The physical characteristics that could unravel the Sasang-type-specific energy metabolism and improve the Sasang-type diagnosis were assessed, and the physiological tendencies and pathological characteristics of each Sasang type were scrutinized. Thus, the differentiation of Sasang types using objective measures along with Sasang-type-specific interventions with bodily exercise and medical herbs will be provided.

2. Methods and Materials

2.1. Procedures and Participants

A total of 395 healthy participants were recruited using advertisement with a leaflet, banner, and poster and were asked to visit once for physical measures and Sasang-type diagnosis. Those who stated they had cardiovascular disease, cerebrovascular disease, malignant neoplasm, mental disease, arthritis, thyroid disease, or pregnancy were excluded from the study.
The trained clinical research coordinator arranged the date and time of the visit with the participants and completed the physical measures. Demographic features of age and sex, physical characteristics of height, weight, body composition (skeletal muscle mass (SMM), body fat mass (BFM)), and RMR (RMR_meas) along with diagnosed Sasang types were acquired, and the physical features of BMI, PI, and RMR (RMR_calc) were calculated.
This study was performed at the Pusan National University Korean Medicine Hospital between September 2020 and December 2021. This study was approved by the Institutional Review Board of Pusan National University Korean Medicine Hospital (PNUKHIRB-202005, PNUKHIRB-2021002), and all the participants provided informed written consent for this study after they were apprized about the research purpose, measures, potential benefits, and risks in advance.

2.2. Physical Characteristics

The physical characteristics, including height (cm) and weight (kg), were measured using a digital stadiometer (BSM370, InBody Co., Seoul, Republic of Korea).
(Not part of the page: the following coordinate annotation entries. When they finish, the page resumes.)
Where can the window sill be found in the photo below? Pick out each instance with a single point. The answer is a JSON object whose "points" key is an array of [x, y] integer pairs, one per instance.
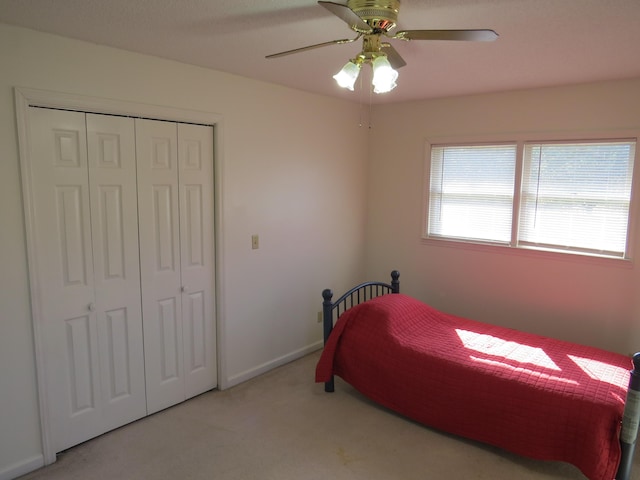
{"points": [[529, 252]]}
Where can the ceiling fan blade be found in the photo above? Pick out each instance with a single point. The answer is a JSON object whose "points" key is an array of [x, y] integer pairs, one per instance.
{"points": [[347, 15], [467, 35], [393, 56], [311, 47]]}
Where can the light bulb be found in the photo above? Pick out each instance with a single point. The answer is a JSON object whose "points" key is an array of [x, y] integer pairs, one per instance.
{"points": [[384, 77], [347, 77]]}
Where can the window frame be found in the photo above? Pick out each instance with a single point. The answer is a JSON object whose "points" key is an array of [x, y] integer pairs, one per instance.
{"points": [[520, 140]]}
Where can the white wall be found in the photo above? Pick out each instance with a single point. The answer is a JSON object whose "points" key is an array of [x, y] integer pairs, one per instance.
{"points": [[282, 152], [588, 302]]}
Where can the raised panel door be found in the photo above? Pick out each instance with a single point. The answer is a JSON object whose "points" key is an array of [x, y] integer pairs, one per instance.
{"points": [[118, 304], [195, 158], [157, 167], [63, 257]]}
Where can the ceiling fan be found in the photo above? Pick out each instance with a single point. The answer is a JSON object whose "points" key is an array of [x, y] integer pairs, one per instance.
{"points": [[372, 20]]}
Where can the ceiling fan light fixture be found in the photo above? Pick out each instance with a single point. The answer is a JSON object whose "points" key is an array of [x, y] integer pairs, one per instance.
{"points": [[384, 77], [346, 78]]}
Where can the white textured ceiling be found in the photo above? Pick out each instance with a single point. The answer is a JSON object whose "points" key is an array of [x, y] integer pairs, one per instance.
{"points": [[542, 42]]}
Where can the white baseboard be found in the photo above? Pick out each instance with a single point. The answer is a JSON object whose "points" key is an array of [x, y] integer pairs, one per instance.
{"points": [[22, 468], [270, 365]]}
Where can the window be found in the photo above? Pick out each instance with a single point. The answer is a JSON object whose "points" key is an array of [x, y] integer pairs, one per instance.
{"points": [[567, 196]]}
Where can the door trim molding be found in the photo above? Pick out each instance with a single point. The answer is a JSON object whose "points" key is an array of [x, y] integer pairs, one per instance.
{"points": [[26, 98]]}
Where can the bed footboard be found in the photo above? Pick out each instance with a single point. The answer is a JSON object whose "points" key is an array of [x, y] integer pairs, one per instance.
{"points": [[630, 421], [358, 294]]}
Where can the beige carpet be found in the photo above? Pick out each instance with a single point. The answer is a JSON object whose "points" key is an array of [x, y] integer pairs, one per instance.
{"points": [[283, 426]]}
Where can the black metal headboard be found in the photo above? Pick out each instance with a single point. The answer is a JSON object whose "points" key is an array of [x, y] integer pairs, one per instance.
{"points": [[358, 294]]}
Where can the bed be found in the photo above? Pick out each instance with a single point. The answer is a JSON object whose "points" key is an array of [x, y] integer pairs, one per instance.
{"points": [[528, 394]]}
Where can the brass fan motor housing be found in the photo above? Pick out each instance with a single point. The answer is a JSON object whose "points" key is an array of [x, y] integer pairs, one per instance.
{"points": [[380, 15]]}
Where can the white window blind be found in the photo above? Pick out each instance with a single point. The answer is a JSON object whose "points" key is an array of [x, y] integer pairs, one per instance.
{"points": [[576, 196], [471, 192]]}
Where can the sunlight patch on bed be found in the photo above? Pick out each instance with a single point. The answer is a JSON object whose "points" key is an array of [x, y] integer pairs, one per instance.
{"points": [[602, 371], [498, 347], [522, 370]]}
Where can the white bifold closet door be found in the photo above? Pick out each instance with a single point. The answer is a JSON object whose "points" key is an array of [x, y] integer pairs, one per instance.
{"points": [[175, 172], [122, 233], [88, 296]]}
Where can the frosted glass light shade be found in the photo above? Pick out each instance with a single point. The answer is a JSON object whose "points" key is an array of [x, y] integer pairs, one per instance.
{"points": [[384, 77], [347, 77]]}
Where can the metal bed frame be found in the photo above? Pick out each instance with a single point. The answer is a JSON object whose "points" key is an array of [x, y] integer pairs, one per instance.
{"points": [[368, 290]]}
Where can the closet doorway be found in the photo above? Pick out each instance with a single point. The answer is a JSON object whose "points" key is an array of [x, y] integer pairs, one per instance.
{"points": [[120, 230]]}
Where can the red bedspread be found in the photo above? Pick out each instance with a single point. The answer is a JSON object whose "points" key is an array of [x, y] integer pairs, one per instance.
{"points": [[531, 395]]}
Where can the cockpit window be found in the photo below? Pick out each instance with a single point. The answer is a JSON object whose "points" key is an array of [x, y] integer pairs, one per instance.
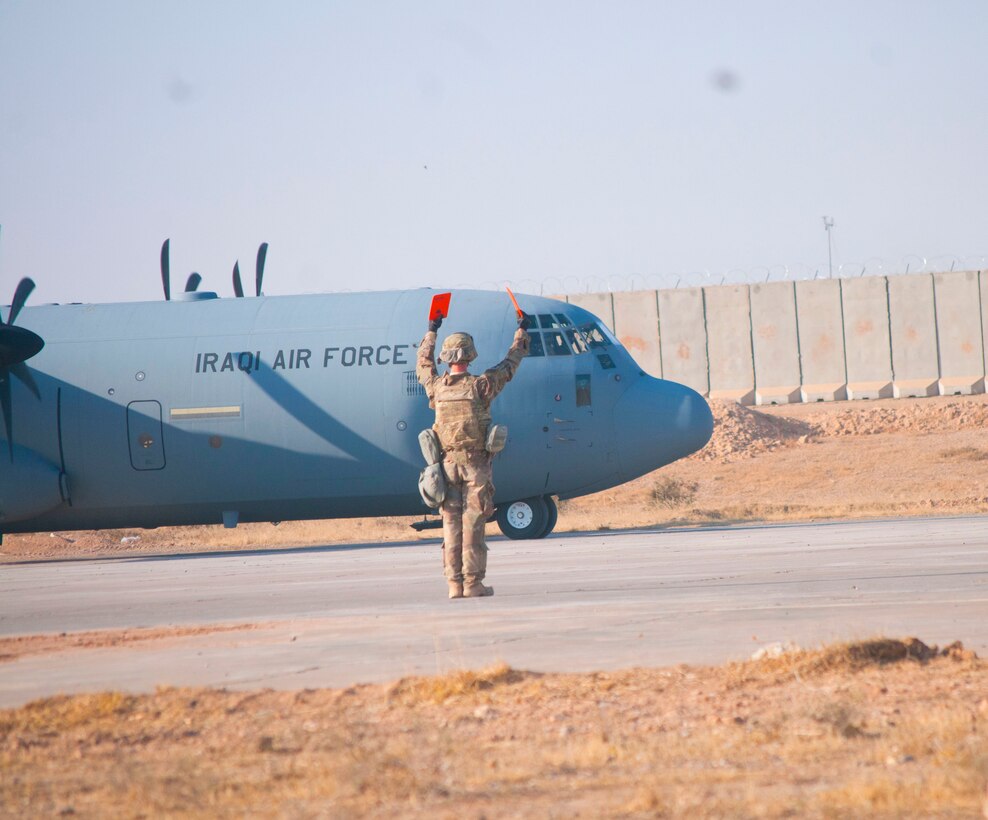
{"points": [[557, 344], [577, 342], [594, 335]]}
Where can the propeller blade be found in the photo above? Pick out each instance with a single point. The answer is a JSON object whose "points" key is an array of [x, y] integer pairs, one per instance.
{"points": [[18, 344], [24, 374], [166, 276], [262, 253], [24, 288], [8, 422]]}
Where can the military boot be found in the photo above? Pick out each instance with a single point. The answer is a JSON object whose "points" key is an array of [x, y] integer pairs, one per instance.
{"points": [[475, 589]]}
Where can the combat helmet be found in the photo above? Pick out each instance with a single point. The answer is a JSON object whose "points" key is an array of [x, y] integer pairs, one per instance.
{"points": [[458, 347]]}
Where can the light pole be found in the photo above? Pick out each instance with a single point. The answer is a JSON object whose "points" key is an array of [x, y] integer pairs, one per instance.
{"points": [[828, 223]]}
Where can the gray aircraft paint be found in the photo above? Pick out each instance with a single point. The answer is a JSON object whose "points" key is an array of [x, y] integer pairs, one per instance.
{"points": [[297, 407]]}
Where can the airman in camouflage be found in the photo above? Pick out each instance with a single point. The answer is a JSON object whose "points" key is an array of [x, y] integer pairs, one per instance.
{"points": [[462, 403]]}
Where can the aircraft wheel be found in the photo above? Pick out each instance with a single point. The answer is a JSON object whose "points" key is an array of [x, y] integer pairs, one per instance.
{"points": [[552, 515], [524, 519]]}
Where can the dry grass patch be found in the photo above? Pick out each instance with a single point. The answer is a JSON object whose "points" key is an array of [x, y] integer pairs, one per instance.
{"points": [[877, 728]]}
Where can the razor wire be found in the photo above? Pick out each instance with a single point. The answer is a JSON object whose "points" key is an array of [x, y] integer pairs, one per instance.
{"points": [[872, 266]]}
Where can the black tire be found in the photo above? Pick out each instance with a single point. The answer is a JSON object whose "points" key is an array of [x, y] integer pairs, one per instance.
{"points": [[552, 515], [523, 519]]}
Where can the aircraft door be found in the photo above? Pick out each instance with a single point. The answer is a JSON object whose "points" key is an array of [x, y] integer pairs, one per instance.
{"points": [[145, 435]]}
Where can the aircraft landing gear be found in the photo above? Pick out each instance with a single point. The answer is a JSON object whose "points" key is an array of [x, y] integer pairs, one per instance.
{"points": [[530, 518]]}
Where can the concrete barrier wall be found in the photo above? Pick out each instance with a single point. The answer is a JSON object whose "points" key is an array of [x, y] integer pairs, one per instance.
{"points": [[731, 366], [684, 340], [983, 286], [913, 331], [774, 341], [961, 344], [636, 324], [821, 340], [867, 351]]}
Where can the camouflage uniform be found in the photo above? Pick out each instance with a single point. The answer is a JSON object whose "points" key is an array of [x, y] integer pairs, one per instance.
{"points": [[462, 403]]}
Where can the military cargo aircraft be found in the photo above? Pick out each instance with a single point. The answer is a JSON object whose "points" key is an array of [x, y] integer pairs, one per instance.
{"points": [[203, 410]]}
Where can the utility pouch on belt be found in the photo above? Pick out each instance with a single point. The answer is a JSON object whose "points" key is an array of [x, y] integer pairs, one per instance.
{"points": [[497, 437], [432, 481], [432, 485], [432, 450]]}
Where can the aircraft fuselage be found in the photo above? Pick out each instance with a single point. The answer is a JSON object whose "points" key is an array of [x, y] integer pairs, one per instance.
{"points": [[295, 407]]}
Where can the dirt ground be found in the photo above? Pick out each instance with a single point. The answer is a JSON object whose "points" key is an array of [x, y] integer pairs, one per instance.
{"points": [[789, 463], [882, 728]]}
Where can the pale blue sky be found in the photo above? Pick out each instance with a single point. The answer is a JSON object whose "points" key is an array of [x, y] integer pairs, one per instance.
{"points": [[402, 144]]}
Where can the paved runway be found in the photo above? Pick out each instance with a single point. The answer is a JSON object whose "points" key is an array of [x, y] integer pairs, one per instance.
{"points": [[335, 616]]}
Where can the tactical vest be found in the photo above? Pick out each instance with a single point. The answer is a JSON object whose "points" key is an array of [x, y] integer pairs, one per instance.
{"points": [[462, 418]]}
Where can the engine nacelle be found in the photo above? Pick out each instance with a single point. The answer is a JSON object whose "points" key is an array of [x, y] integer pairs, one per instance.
{"points": [[29, 485]]}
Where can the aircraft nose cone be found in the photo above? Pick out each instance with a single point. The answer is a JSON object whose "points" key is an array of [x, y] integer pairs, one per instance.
{"points": [[658, 422]]}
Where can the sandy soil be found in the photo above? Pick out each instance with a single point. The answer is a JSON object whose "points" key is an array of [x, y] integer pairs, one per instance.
{"points": [[884, 728], [787, 463]]}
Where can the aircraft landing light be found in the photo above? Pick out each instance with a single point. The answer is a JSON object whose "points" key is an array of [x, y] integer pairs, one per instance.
{"points": [[187, 413]]}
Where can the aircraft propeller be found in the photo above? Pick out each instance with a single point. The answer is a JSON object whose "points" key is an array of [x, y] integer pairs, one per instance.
{"points": [[17, 345], [166, 270], [238, 285]]}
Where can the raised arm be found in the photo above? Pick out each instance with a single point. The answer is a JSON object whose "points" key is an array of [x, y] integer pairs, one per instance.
{"points": [[425, 364], [493, 380]]}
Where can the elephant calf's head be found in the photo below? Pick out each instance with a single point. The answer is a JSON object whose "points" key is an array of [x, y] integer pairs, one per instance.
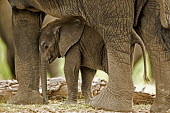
{"points": [[48, 45], [58, 36]]}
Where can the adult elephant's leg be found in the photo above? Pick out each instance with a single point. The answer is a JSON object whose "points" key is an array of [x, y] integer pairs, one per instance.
{"points": [[117, 96], [151, 30], [26, 26]]}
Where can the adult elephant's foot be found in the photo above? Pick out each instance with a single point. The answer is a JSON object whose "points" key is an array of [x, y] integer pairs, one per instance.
{"points": [[108, 101], [27, 97], [160, 107]]}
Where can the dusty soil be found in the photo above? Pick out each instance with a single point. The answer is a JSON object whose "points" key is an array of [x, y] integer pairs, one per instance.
{"points": [[57, 92], [59, 107]]}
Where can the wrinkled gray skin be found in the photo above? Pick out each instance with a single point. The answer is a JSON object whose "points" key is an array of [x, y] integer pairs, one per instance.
{"points": [[6, 33], [84, 50], [114, 21]]}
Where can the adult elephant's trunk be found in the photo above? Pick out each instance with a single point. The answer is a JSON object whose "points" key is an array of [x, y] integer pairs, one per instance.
{"points": [[43, 71]]}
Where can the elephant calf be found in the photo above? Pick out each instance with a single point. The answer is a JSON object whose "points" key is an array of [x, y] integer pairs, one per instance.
{"points": [[83, 48]]}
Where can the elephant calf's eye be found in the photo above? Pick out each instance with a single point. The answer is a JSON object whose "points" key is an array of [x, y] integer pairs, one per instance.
{"points": [[45, 46]]}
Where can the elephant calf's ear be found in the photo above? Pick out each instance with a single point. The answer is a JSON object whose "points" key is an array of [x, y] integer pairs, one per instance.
{"points": [[70, 34]]}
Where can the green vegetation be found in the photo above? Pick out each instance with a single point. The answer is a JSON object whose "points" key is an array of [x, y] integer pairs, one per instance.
{"points": [[137, 72]]}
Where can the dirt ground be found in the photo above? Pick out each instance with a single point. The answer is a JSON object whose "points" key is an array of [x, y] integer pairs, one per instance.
{"points": [[59, 107]]}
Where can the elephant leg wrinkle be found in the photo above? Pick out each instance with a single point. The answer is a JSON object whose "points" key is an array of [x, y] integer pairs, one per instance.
{"points": [[26, 31], [117, 96]]}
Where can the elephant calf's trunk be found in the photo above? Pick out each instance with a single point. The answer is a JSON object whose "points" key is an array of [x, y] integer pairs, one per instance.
{"points": [[43, 71], [139, 40]]}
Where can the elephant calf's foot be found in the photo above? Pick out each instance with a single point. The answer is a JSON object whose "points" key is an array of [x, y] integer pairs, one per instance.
{"points": [[110, 102], [160, 107], [27, 97], [70, 102]]}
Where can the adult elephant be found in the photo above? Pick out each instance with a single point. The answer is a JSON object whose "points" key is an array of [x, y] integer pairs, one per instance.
{"points": [[114, 20], [6, 33]]}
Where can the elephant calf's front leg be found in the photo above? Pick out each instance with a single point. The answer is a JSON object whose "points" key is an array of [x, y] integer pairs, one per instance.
{"points": [[87, 78], [71, 70]]}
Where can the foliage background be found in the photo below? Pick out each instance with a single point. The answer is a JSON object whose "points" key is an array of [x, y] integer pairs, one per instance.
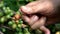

SMM (kg) and BFM (kg) were measured using a bioelectric impedance analyzer (BWA 2.0, InBody Co., Seoul, Republic of Korea), which estimates body composition [18]. The participants were asked to lay on the bed while maintaining the trunk and limbs separated, with clamp-type sensors on both wrists and ankles; their body composition was measured after resting for 5 min.
The RMR (RMR_meas, kcal/day) was acquired using Quark RMR (COSMED Srl., Albano Laziale, Italy), which examines energy expenditure by measuring the actual respiratory quotient divided by oxygen consumption (VO2) and carbon dioxide production (VCO2). The participants were asked to sit on a chair for 15 min with a mask on their faces.
Physical measures, including BMI (kg/m2), PI (kg/m3), and RMR (RMR_calc, kcal/day), were calculated using the measured physical features. The BMI of obesity measure was calculated as body weight divided by the square of the height in meters, and the PI, also known as a corpulence index or Rohrer’s index, showing physical development, was calculated as body weight divided by three times the height. The RMR (RMR_calc, kcal/day) was calculated using the World Health Organization formula (male; 15.4 W − 0.27 H + 717 (age < 31), 11.3 W + 0.16 H + 901 (30 < age < 61), 8.8 W + 11.28 H − 1071 (60 < age)—female; 13.3 W + 3.34 H + 35 (age < 31), 8.7 W − 0.25 H + 865 (30 < age < 61), 9.2 W + 6.37 H − 302 (60 < age)) [12] with acquired age, gender, height, and weight of the participants. The standardized physical measures of percent skeletal muscle (PSM, %), percent body fat (PBF, %), RMRw_meas (kcal/day/kg), and RMRw_calc (kcal/day/kg) were acquired by dividing SMM, BFM, and RMR_meas and RMR_calc by body weight, respectively.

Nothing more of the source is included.